After World War II many people of Greek Cypriot origin settled here in Australia due to political instability in their own country. Australia’s Greek Cypriot population increased dramatically in the Forties and Fifties and there was another sharp increase in the Seventies after the Turkish invasion of Cyprus. Many of these Greek Cypriot migrants settled in Victoria and more specifically Melbourne and of course they brought their food with them.

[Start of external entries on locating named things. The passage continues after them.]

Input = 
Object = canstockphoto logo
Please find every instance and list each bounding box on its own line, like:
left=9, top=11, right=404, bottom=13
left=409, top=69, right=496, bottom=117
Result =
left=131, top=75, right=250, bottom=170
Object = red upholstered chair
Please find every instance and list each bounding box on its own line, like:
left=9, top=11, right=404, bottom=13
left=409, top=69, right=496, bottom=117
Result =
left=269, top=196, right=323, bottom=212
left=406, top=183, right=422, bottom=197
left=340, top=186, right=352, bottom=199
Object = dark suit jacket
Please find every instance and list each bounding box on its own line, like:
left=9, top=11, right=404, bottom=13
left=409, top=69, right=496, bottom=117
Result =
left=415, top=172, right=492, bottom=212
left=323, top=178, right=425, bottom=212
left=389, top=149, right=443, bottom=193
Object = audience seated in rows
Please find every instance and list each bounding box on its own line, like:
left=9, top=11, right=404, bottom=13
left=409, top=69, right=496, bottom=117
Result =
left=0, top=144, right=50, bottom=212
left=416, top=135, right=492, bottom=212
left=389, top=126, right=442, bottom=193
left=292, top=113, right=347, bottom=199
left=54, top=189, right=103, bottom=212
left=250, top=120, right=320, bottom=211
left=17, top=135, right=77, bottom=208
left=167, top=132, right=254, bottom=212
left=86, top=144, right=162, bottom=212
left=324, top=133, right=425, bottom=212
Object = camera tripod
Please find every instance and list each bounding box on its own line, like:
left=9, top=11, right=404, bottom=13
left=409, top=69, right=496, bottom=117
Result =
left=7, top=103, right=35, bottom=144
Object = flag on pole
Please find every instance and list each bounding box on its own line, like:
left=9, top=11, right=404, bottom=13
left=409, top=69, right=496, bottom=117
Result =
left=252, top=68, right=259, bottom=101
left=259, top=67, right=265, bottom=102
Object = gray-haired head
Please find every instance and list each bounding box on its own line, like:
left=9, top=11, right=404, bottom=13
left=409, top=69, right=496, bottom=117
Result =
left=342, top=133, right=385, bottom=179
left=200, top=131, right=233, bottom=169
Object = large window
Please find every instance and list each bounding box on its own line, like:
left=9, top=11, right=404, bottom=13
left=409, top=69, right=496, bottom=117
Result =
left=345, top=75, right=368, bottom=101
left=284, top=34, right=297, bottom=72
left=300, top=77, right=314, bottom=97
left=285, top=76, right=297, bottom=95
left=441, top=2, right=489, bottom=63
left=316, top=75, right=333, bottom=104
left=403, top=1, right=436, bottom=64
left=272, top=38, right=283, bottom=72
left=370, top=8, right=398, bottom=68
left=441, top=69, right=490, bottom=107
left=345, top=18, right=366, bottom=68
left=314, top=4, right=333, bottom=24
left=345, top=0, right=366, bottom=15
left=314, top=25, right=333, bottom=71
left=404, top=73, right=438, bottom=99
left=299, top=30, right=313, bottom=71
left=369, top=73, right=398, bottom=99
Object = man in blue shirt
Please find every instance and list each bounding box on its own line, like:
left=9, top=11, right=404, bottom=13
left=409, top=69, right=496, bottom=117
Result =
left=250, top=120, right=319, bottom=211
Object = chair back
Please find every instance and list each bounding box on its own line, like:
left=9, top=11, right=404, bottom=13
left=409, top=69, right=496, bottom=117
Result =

Here’s a Greek Cypriot recipe that I found in George Calombaris’ Greek Cookery from the Hellenic Heart cookbook. In it he uses his mother’s recipe for koupes or Cypriot pies – a tasty burghul and lamb parcel a bit like the Lebanese or Turkish kibbeh.
Koupes or Cypriot Pies
For the dough:
2 cups fine burghul (cracked wheat)
1 1/2 cups boiling water
1/2 tsp salt
1/2 cup plain flour
For the filling:
50 ml olive oil
25o g lamb or beef mince
1 large onion (finely diced)
1/2 tsp cinnamon powder
1/2 cup almonds (toasted and coarsely chopped)
1/2 cup parsley ( finely chopped)
sea salt and freshly ground black pepper to taste
Put burghul in a bowl, add boiling water and salt. Stir well, cover and leave for 2 hours. In a hot pan, add olive oil and mince meat. Brown meat until all liquid has evaporated, then add onion and continue to sweat. Add cinnamon powder, toasted almonds, parsley, salt and pepper to taste. Cool mix down and reserve.
Add flour to burghul, knead well to form a coarse textured dough, rest for 2 hours. Take a 50g piece of burghul dough, moisten your hands with olive oil or water. Place dough in hands and flatten to make an oval shape. Place 1 tbs of meat mixture on dough and fold sides together to form a small oval shaped ball. Fry in vegetable oil at 180C until golden brown. Serve hot with lemon and salt.
Koupes are good served with skordalia or tzatziki to dip.